Just as we're discussion here is what I'm talking about. That of which you tell is probably information that you amassed and perhaps a lot of facts, but what I meaning is how we process such information because it is trough that way we form concepts in the first place -- abstract connections. To be able to process the connections between the data could sometimes be more important than the amount of data you possess yourself. That is why we might use metaphors and the likes; because it gives a potential other way to look at a certain thing; because there is just more than one angle to look at a piece of information and people *perceive different*. To have confidence in information itself that *could not* be accurate would be foolish -- if we applied this mindset everywhere; we'll never find anything new. Do not focus on the information itself and try to twist it; focus on what I intend to message.


----------



## Troll (Apr 5, 2009)

Honesty begins with being honest to yourself. A person who is honest with themself will be unlikely to be dishonest with others. A person in the habit of lying to others is mostly likely a person who is habitually dishonest with himself.
Anyone who feels the need to quibble over the definition of what is honesty and what is dishonesty strikes me as being most likely inherently dishonest. An honest person knows darn well what the difference is.

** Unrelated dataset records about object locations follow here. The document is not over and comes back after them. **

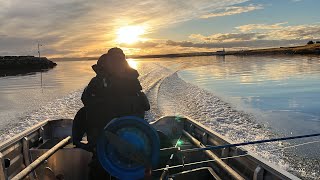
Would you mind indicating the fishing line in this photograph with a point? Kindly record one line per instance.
(232, 157)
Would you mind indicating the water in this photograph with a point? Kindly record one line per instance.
(23, 98)
(243, 99)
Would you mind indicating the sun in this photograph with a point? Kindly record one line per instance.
(129, 34)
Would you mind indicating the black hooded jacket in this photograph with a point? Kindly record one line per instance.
(108, 97)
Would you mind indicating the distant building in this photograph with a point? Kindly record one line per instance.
(222, 53)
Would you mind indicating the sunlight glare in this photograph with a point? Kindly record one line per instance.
(129, 34)
(132, 63)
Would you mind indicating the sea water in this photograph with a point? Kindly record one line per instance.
(242, 98)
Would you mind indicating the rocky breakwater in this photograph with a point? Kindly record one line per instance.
(14, 65)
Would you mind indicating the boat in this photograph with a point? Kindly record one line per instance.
(45, 151)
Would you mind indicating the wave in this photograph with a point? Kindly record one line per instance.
(170, 95)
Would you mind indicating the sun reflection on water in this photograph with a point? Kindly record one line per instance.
(132, 63)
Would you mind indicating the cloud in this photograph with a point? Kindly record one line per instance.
(250, 27)
(220, 37)
(276, 31)
(232, 10)
(235, 44)
(84, 27)
(274, 35)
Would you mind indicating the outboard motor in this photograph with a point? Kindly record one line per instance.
(128, 148)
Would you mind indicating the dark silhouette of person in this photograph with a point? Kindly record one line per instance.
(115, 91)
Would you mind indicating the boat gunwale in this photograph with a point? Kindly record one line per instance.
(268, 166)
(23, 134)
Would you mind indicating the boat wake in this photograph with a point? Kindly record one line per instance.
(170, 95)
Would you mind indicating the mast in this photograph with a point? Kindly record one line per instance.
(39, 60)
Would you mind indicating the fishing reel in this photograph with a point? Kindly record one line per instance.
(128, 148)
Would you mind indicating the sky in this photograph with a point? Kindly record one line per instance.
(81, 28)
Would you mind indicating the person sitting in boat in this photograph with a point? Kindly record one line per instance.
(115, 91)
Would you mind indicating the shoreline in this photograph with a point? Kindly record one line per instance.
(19, 65)
(312, 49)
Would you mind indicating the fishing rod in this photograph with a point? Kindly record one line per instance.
(239, 144)
(248, 143)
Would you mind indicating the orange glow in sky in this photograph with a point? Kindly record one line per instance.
(129, 34)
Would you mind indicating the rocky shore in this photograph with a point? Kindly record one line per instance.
(14, 65)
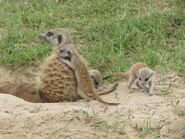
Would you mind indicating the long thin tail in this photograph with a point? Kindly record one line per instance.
(26, 91)
(118, 75)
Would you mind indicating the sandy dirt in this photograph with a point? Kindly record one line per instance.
(138, 116)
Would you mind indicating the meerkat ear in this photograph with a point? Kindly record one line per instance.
(60, 38)
(152, 73)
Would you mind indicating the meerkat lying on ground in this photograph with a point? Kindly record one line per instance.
(141, 73)
(85, 88)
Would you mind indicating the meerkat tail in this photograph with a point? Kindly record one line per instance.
(118, 74)
(107, 90)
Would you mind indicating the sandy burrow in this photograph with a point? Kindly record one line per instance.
(137, 111)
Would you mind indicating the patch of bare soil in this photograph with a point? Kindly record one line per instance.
(138, 116)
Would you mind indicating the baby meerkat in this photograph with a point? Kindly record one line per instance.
(141, 73)
(57, 36)
(69, 55)
(96, 78)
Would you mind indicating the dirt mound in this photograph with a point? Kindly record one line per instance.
(138, 116)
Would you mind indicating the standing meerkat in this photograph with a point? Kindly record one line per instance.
(85, 88)
(96, 78)
(57, 36)
(62, 36)
(139, 72)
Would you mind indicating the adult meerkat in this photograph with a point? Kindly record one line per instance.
(141, 73)
(85, 88)
(57, 36)
(96, 78)
(62, 36)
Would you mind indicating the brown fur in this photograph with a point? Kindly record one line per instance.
(132, 73)
(70, 56)
(53, 38)
(56, 81)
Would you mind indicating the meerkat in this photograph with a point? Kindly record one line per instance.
(69, 55)
(57, 36)
(141, 73)
(56, 80)
(30, 91)
(96, 78)
(62, 36)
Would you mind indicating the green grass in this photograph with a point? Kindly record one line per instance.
(123, 31)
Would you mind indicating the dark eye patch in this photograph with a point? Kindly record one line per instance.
(146, 79)
(49, 33)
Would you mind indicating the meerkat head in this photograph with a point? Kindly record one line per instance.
(145, 76)
(66, 52)
(57, 36)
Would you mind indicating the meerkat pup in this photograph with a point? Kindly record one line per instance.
(69, 55)
(57, 36)
(141, 73)
(96, 78)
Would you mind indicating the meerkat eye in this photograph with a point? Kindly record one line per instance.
(49, 34)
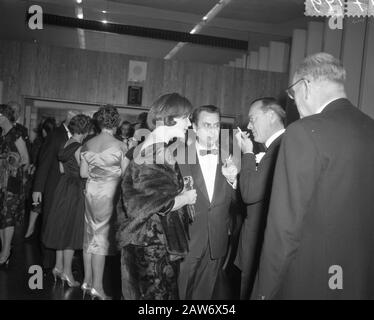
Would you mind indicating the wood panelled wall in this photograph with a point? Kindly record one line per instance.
(98, 77)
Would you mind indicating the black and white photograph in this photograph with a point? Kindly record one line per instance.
(201, 154)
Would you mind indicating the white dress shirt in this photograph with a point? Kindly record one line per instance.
(273, 137)
(325, 105)
(208, 165)
(67, 131)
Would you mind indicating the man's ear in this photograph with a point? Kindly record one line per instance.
(194, 127)
(306, 90)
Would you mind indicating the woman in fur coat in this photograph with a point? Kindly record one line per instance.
(153, 220)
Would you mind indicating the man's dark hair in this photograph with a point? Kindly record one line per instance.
(271, 103)
(207, 108)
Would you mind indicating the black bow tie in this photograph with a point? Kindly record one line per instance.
(206, 152)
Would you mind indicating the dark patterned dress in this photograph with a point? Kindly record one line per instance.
(12, 196)
(153, 239)
(65, 223)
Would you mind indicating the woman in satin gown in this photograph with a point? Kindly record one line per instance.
(103, 165)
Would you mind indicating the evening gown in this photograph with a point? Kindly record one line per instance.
(104, 170)
(65, 223)
(12, 197)
(153, 238)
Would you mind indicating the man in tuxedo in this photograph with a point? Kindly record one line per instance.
(201, 275)
(47, 176)
(266, 121)
(319, 233)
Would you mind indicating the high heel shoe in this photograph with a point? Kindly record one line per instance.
(6, 261)
(56, 274)
(86, 288)
(71, 283)
(95, 294)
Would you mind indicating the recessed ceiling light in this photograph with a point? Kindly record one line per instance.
(79, 12)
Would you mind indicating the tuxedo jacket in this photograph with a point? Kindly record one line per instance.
(48, 173)
(212, 223)
(319, 235)
(255, 188)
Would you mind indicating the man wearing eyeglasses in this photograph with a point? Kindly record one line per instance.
(266, 121)
(201, 276)
(319, 235)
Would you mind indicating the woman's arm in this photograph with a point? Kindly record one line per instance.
(84, 168)
(77, 155)
(124, 164)
(185, 198)
(21, 147)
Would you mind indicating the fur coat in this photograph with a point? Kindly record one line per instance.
(149, 187)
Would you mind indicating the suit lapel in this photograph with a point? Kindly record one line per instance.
(273, 146)
(198, 177)
(218, 184)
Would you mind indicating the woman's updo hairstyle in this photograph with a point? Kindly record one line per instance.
(80, 124)
(107, 117)
(168, 107)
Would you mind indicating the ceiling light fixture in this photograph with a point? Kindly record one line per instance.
(204, 21)
(79, 12)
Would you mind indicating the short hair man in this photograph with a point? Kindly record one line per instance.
(266, 118)
(319, 233)
(201, 276)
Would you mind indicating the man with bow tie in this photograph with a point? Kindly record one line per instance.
(201, 275)
(266, 123)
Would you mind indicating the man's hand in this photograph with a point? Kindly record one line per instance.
(36, 197)
(230, 171)
(244, 142)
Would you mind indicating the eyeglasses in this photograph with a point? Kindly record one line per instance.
(215, 126)
(290, 91)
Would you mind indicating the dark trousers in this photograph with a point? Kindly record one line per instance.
(202, 278)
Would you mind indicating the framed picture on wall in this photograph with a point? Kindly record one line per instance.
(228, 122)
(134, 95)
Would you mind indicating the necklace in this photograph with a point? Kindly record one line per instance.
(108, 131)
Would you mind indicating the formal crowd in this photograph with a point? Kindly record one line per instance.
(165, 194)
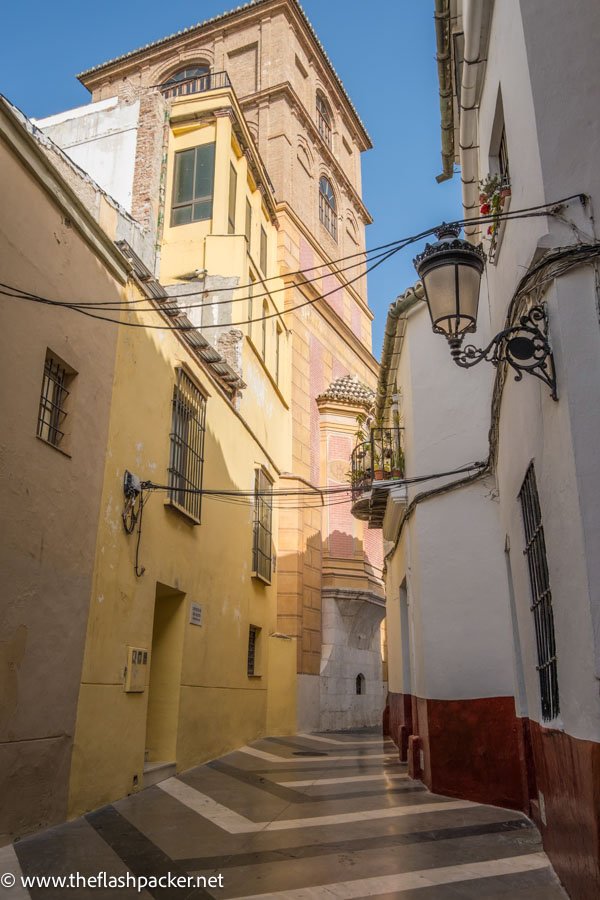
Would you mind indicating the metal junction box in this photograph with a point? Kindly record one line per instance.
(136, 673)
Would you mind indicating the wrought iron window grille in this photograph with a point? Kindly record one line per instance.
(53, 401)
(524, 347)
(253, 633)
(541, 605)
(187, 446)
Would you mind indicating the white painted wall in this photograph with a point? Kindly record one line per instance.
(101, 139)
(553, 135)
(351, 646)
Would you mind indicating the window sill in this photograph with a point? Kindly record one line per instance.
(182, 511)
(54, 446)
(499, 236)
(265, 368)
(262, 578)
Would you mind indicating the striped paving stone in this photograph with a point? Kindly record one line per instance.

And that's the essential point it all comes down to: the fact that if you spend your life in dishonest mode you end up so mixed up that you end up unable to distinguish between up and down or day and night.
Be true to yourself, because this will help you see and think clearly more than any other gimmicks you might try.
Honesty is neither a gimmick nor a policy, it is a state of mind. Nothing can top it.


----------



## Kevinaswell (May 6, 2009)

The only time I will ever lie is if it's in regards to myself personally and perhaps something personal that I'm not okay with being brought out into the open.

In this situation, however instead of lying I mostly just am all "yea I don't wanna talk about it." 

But. Occassionally it's necessary I think. 

"Do I look fat in these jeans?"

"No, you actually look like a malnutritioned ethiopian whose organs are starting to fail."

See what I mean?

EDIT: Another acceptable context. If I need to protect the innocence/pride/privacy/etc. of a friend I care deeply about, I will create the most badass shit to cover for them.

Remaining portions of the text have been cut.